Those judged to be superior in this case being those in "healthy" societies.

> The study of how to arrange reproduction within a human population to increase the occurrence of heritable characteristics regarded as desirable. Developed largely by Sir Francis Galton as a method of improving the human race, eugenics was increasingly discredited as unscientific and racially biased during the 20th century, especially after the adoption of its doctrines by the Nazis in order to justify their treatment of Jews, disabled people, and other minority groups.

You described a method whereby your goal was to arrange reproduction (birth control to one group, child support to another group), based on their characteristics, on the assumption that those characteristics are heritable. You are simply advocating eugenics. Yes, the theory is based on the theory of evolution. No, most people don't even think it works anymore, whether forced, voluntary, or otherwise.

This is NOT a view expressed in the document (nor is it a view held by its authors).

One of the key risks this document highlights is the risk that many populations, which contribute helpful diversity and different perspectives to the world, go extinct before people find a way to sustain them (e.g.
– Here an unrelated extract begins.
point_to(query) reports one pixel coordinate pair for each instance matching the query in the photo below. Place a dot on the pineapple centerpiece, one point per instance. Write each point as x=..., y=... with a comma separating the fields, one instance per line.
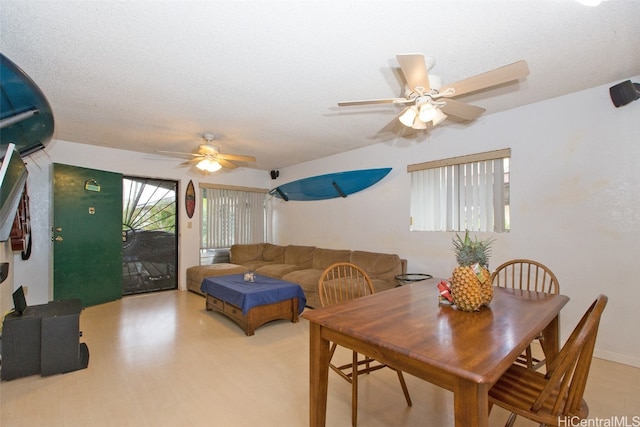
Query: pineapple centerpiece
x=470, y=285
Koreans, Japanese, Jains, Parsi, Emirates, Tanka, Macanese, Taiwanese, Italians, etc.).

This is not about "I want the 'good' people to reproduce and the 'bad' people to stop;" this is about raising awareness of various implications of population decline, which affect not just cultural/ethnic diversity, but also the viability of many major cities, stock markets, and governing formats.

I was not replying to the document, but to catchclose8919's comment where he advocated "handing extra child care support to educated people in helthy societies and contraception to the others."
"Handling contraception" is almost zero cost (so can even be done in bad economie where stuff like child support can't work) and is about choice, not forcing anyone to do anything!

If you want to play the "contraception is eugenics" card, have fun with whatever ultra-cristian uneducated mid-american audience you find for that...

You literally described the goal as increasing birth rates in "healthy societies" and suppressing it everywhere else.

So you tell me, what is the definition of a "healthy society" so I can understand which groups you wish would just stop breeding and disappear.